Anyway, let us forge onward. It sure would be nice if our manufacturer had the ability to sign separate support contracts with different people. ("OK, government entity, we'll keep supporting Windows 3.1 just for you, but it's gonna cost you because everyone else is moving to Vista.")
(d) A manufacturer may, by agreement, establish different Final Offering Dates and Final Support Dates for different users of the sofware, but in no event shall the manufacturer establish a Final Support Date which is earlier than the earliest date provided in subsection (c) of this section.The "in no event" language is to keep someone from putting a 1 day Final Offering Date and Final Support Date in the EULA. Notice, though, that the "date of the last public sale" language may cause problems here, too. If you sell a copy of Win 3.1 to the government as part of a private support contract, is that a public sale? Also, the language is really clunky and could lead to differing court opinions on what the "earliest date" means.
Finally, we need to make it clear that you can't contract out of the liability. Otherwise, the software house will just put a clause in the EULA where the user agrees to waive liability.
(e) No manufacturer may waive liability under this section except as provided in subparts (b) through (d) of this section.Hmm. This one needs some refinement for sure. Could you contract your support out to a dedicated support firm and send your liability along with it? What about to an undercapitalized support company that, if someone sues them, won't have any money to pay damages? If you do contract out support, can you get them to indemnify you for damages? If so, could you put indemnification in the EULA, so that the user suing you has to indemnify you for any damages that user might recover?

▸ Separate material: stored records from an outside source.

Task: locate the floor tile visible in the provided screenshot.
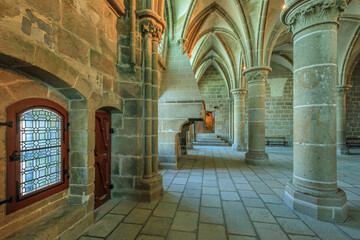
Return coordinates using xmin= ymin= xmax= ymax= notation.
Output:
xmin=154 ymin=203 xmax=178 ymax=218
xmin=171 ymin=211 xmax=198 ymax=232
xmin=198 ymin=223 xmax=227 ymax=240
xmin=141 ymin=217 xmax=172 ymax=236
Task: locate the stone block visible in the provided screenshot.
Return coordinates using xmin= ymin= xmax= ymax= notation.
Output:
xmin=114 ymin=136 xmax=142 ymax=156
xmin=120 ymin=157 xmax=142 ymax=176
xmin=55 ymin=28 xmax=89 ymax=65
xmin=70 ymin=167 xmax=88 ymax=185
xmin=90 ymin=49 xmax=116 ymax=76
xmin=62 ymin=0 xmax=97 ymax=46
xmin=21 ymin=17 xmax=32 ymax=36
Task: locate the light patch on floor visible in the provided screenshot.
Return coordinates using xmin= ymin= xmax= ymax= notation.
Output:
xmin=80 ymin=147 xmax=360 ymax=240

Finally, what happens if 47 states adopt this statute but Delaware, New Mexico, and, say, California don't? Notice that every EULA includes a choice of law provision ("the laws of the state of X shall govern this license"). You might expect those provisions to quickly swing over to whichever states don't impose liability.
Anyway, these are all issues to consider. As I said, I'm not expert at drafting statutory language, but the process of going through it has exposed a lot of ideas to consider with any push for software liability. These aren't just issues for the lawyers. Many of them are policy issues that determine what incentives we want to create and how we want the software industry to evolve.